Low Density lipoprotein cholesterol (LDL-C)
The LDL particle carries all the excess cholesterol made by the peripheral tissues to the liver. LDL-C cholesterol is the total amount of cholesterol found within all the LDL cholesterol particles in the sample.
Unlike the other particle numbers in the panel you will often see another word next to this – calculated or measured. Interestingly, of all the components, the LDL one is often just back-calculated and not actually directly measured.
There is an equation called the Friedwald equation, which calculates LDL based on the HDL and total cholesterol and triglyceride levels.
The problem with a calculated LDL is that it is often incorrect particularly if you have high triglycerides. You should always push your doctor to do a direct/measured LDL measurement. That means that the cholesterol has been directly measured within the LDL cholesterol particles, and not just calculated.
Cholesterol to HDL ratio
You’re often presented with a ratio of total cholesterol to HDL. The lower it is, the lower your risk of heart disease, however, we don’t really use that ratio anymore, and I would suggest you don’t bother with it either. ApoB, non-HDL cholesterol and LDL-P are more accurate for risk prediction.
Non -HDL cholesterol is the total amount of cholesterol in all the particles that are not high-density lipoproteins. It is actually a reasonably good measure of risk and often correlates with the Apolipoprotein B measurement.
More advanced lipid metrics
LDL particle size varies
In more advanced panels, you might see Apolipoprotein B or an LDL-P.
LDL particles and ApoB LDL particle size varies
LDL-P is the LDL particle number, it is the actual count of the number of LDL-particles in the sample and has nothing to do with their cholesterol content.
It is measured using nuclear magnetic resonance (NMR) and examines the total number of particles plus the size of those particles.
In fact, the reason why LDL-C is related to risk is that LDL-C is a surrogate measurement for the particle count. It is actually the number of particles and the size of those particles that is related to your risk of heart disease.
The more LDL particles you have and the smaller your particles the more likely they are to end up in the wall of your arteries, get oxidized and lead to atherosclerosis.
LDL-P is not often measured because the NMR test is more expensive and not so commonly done.
Apoliprotein B (ApoB)
ApoB is the single most important blood test to assess your risk of heart disease. It has consistently been shown to be the most accurate risk predictor, above LDL-C, Non-HDL cholesterol, and the ratio.
It is an excellent surrogate for particle number. The reason being is that on every single LDL particle, you have a single Apo B molecule.

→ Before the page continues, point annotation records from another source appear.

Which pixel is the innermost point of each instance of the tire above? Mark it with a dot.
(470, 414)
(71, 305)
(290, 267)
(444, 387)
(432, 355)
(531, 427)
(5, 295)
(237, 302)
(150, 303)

The ApoB number you get directly correlates with the number of LDL particles. if you have a very high ApoB it tells us you’ve got a very high particle count, and that puts your risk of cardiovascular disease much higher. You can see how your ApoB compares to others with my calculator here.
The numbers in the standard lipid panel tell you the total amount of cholesterol in the corresponding type of lipid particle. These are actually a surrogate for particle number.
It is the particle number and size that mainly determines heart disease and stroke risk. ApoB is the most powerful and cheap test for assessing your risk, above all other measurements.